Hayatını kaybeden madenci yakınlarının dile getirdiği hususlardan biri “Madendeki havalandırmaların tadilata gireceği, ancak bunun gerçekleşmediği, işçilerin çalıştırılmaya devam ettiği” idi. Yeşil bu bilgiyi doğruluyor. Ancak bunun işçi sağlığı ve güvenliğini tehdit etmeyen bir tadilat süreci olduğunu iddia ediyor: “Havalandırmada bir sıkıntı yoktu. Daha ileri teknolojide bir cihazın getirilmesi için eski aspiratörlerin değiştirilmesi gündemdeydi. İhaleyi kazanan firma gerekli malzemeleri tedarik edemedi. Biz bu süreçte ocakların tatil olacağına dair bilgi paylaştık. Bu bir arıza sebebiyle değil, yenilenme sebebiyle olacaktı.”

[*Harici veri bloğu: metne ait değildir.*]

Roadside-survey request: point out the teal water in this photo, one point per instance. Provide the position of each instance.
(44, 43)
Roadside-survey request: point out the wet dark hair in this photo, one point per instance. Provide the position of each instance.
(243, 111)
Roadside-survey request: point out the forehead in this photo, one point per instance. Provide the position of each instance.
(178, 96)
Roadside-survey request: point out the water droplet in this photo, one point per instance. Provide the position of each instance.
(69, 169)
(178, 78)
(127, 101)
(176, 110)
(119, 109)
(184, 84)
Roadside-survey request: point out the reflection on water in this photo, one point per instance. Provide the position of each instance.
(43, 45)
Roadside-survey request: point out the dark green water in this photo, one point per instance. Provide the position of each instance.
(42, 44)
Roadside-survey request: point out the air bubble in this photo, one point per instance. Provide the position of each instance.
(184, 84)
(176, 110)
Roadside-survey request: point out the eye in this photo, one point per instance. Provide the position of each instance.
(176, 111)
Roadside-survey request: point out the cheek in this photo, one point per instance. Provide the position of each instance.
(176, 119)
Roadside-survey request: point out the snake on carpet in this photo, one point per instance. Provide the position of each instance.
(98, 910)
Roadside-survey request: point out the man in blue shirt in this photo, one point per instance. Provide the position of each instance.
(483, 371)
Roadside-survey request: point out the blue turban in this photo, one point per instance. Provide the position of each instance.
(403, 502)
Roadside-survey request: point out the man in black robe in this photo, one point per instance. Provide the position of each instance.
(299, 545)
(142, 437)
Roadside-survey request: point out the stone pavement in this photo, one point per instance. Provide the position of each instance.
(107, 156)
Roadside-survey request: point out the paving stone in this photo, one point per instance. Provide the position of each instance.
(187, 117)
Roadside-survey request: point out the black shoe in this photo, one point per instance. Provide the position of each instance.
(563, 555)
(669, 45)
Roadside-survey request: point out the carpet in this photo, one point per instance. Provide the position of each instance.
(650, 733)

Burada bir noktaya daha dikkat çekmekte fayda var. Zira TTK kayıtlarında aspiratörlerle ilgili çalışmanın geçmişinin 2018’e kadar uzandığı görülüyor. Kayıtlarda TTK’nin aspiratör modernizasyonu için 4 yıl önce de ödenek ayırdığı dikkat çekiyor. Ocakta aspiratörlerin yenilenmesi için 2021 yılında ise üç kez ihale açılıyor, ilk iki ihale ise iptal ediliyor. Yani 4 yıldır bahsi geçen aspiratörler yenilenmemiş.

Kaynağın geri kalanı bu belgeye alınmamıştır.